Éthique journalistique ou ingérence du propriétaire ?

L’idée du "bias meter" est de préciser, particulièrement pour certaines tribunes publiées, que la source ou l’auteur de l’article ont un certain degré de partialité, explique-t-il. L’outil serait ensuite en mesure de donner un autre point de vue sur le sujet traité, simplement en cliquant sur une vignette à l’écran. Soon-Shiong cite comme comparaison les commentaires de Twitter, qui sont parfois, aussi importants que l’article lui-même selon lui, dans la mesure où ils reflètent ce que les gens pensent sur le sujet traité.

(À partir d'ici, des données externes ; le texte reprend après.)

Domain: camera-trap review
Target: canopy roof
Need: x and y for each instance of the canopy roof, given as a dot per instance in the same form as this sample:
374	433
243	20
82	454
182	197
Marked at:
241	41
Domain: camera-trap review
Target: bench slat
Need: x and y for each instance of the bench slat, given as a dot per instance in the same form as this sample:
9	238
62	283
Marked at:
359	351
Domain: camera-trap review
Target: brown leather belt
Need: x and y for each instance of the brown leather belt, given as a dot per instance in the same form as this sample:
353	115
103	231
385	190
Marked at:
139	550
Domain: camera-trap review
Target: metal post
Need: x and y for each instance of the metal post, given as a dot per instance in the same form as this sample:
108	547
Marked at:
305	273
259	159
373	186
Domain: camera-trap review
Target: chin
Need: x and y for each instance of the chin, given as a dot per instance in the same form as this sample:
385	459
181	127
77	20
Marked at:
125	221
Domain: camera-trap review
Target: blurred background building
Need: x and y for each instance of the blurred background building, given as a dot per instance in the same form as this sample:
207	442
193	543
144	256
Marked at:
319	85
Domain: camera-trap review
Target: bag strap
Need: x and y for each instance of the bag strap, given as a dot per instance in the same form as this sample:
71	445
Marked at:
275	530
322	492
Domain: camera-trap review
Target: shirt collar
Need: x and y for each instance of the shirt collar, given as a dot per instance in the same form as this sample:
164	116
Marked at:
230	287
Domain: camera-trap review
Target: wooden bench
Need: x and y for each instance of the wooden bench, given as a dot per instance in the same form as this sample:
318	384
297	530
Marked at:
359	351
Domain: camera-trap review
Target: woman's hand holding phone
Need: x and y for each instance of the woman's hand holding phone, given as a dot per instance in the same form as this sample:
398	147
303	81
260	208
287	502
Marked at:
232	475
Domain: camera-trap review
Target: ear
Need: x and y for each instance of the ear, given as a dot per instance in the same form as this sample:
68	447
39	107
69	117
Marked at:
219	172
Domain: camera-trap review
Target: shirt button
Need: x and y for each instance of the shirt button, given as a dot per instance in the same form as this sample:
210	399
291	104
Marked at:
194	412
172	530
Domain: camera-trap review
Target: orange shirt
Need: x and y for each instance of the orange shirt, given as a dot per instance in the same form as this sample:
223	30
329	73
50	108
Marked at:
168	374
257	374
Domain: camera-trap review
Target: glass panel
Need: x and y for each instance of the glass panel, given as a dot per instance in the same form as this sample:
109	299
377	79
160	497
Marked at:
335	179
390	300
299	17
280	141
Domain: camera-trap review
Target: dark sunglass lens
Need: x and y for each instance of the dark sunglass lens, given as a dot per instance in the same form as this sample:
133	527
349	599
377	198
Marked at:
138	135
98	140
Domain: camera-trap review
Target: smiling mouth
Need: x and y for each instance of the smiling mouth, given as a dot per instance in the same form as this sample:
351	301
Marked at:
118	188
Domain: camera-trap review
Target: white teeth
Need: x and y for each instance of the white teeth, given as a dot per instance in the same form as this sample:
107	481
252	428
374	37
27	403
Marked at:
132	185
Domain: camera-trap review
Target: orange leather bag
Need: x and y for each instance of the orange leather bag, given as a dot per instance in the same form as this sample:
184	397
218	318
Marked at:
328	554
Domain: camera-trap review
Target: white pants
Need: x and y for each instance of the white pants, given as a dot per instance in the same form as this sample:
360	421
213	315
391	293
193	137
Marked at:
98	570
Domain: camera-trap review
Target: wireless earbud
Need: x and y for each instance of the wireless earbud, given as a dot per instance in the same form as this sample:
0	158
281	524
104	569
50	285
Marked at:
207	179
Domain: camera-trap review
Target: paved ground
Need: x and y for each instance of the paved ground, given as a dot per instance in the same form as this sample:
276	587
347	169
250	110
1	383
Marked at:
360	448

Racheté en 2018, le Los Angeles Times n'est pas le seul journal à se voir imposer les décisions de son nouveau propriétaire. Jeff Bezos, avec le Washington Post, n’a par exemple pas laissé la rédaction soutenir publiquement dans ses pages un des deux candidats à l’élection présidentielle, ce qui est pourtant très courant aux États-Unis. Alors que le journal penche à gauche, ce qui n’est un secret pour personne, Jeff Bezos estime qu’on doit y entendre plus de voix de droite. Il aurait notamment été choqué de découvrir que le comité éditorial - la partie de la rédaction qui écrit des tribunes - plutôt que de rapporter des faits, soutenait un candidat avant même d’avoir rencontré les candidats. Furieux, il est ainsi intervenu.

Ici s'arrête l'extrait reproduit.